Sunday, 12 April 2015


Yesterday we opened the last remaining jar blackberry jam I made in France last summer. So today's the right time to make some new supplies. For the first time this season I saw rhubarb at the grocery store and I just happen to be a huge fan of the delicious bittersweet taste of rhubarb. So it wasn't that hard to do the math: i was going to make me some rhubarb and strawberry jam!  

The history of rhubarb goes back at least 5000 years. Rhubarb cultivated the Asian steppes and was especially known as a herbal medicine and therefor appears in the Shennong Ben Cao Jing (The Classic of Herbal Medicine), a Chinese encyclopedia avant-la-lettre about agriculture and medicinal plants. Rhubarb came to Europa at the time of the silkroad trade and was considered highly valuable. So extremely valuable the silkroad traders compared rhubarb with diamonds, silk, pearls, rubies and musk. That goes to show! It wasn't until 1600 that British botanist and herbalist at the English royal court John Gerard discoverd the culinary uses of rhubarb. Since then and particularly since sugar became available for common people rhubarb has played the shining lead role in many wonderful dishes from crumbles to tarts and from compotes to jams. 

Rhubarb's taste is bittersweet. To prevent rhubarb jam from being too sour you can add orangejuice or sweet fruit like strawberries, apples, or raspberries. Since it's their season I chose strawberries. Would you be having a boost of creativity you could combine rhubarb with fresh minced ginger, a vanilla pod or fresh mint. Totally out of character I decided this time to make jam like it's supposed to be made: with jellysugar. If you're just like me and not used to cooking with jellysugar pay close attention to your simmering pot: the fruit will set in no time! For me jam and marmalade are priceless and they are the only two recipes in which I don't really feel the need to replace the sugar for something healthier. Because I think sometimes you just have to allow yourself to indulge in the things you really love even if they are not necessarily the healthiest choices. Live a little! But for all of you wise readers out there I made a chia alternative which you can eat without any worries. Hope you like it. 

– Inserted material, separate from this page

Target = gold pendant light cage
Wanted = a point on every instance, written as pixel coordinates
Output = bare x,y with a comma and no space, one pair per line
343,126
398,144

You can cut the strawberries and rhubarb as small as you wish. The smaller the pieces the more jellylike the jam will become. As I'm rather fond of recogniseable strawberries on my plate I only cut them in half. I cut the rhubarb in pieces of two centimeters but I found out that it actually really doesn't matter how small you cut your rhubarb: it will totally dissolve anyway.

Rhubarb & Strawberry Jam 
Fills about 6 to 7 jars

800 gr rhubarb, chopped
800 gr strawberries, chopped in half
1500 gr jellysugar 
200 ml water

1. Sterilize the jars you want to use (use your dishwasher or cook them a couple of hours in the oven). Place them on a kitchentowel alongside their lids.

2. Bring the rhubarb, strawberries, sugar, and water to a boil in a large pot on high heat. Stir well to combine. Cook for about 4 minutes and then do the 'jellycheck': drip a drop of jam on a cool plate and let cool down. Then tousle the plate. If the drop keeps its form the jam is ready. If it oozes keep it cooking a little while longer and then do the jellycheck again. Be careful not to overcook the jam for it wil get a syrupy consistancy.

3. If the jam is set take the pot off the stove. Pour the jam in the jars using a handy ladle. Close the jars and let cool down before you clean the jars. Unopened the jam will last at least one whole year but who on earth would want to wait that long before opening a jar? 

Alternative Rhubarb & Strawberry  Chia Jam 
This recipe uses chia instead of sugar. The chia makes this recipe considerably healthier. But watch it: sugar not only thickens the jam it also lenghtens the shelf life. By using chia the jam has a approximate shelf life of one week and it should be kept in the fridge! So if you're the only one eating it you might think about seriously narrowing down the amounts or be prepared to eat jam and only jam for one whole week. 

Fills about 6 to 7 jars
Preptime 20 minutes
800 gr rhubarb, chopped
800 gr strawberries, chopped in half
4 tbsp chiaseeds
200 ml water

1. Follow the regular recipe above except don't add the sugar but add the chiaseeds. Stir well.

2. Pour the jam in the jars. Close the jars and let cool down. Store in the fridge for one week. 

Serve the rhubarb strawberry jam with sandwiches, scones, yogurt, icecream, curds, or just scoop a spoon right out of the jar: playful cheerfulness guaranteed!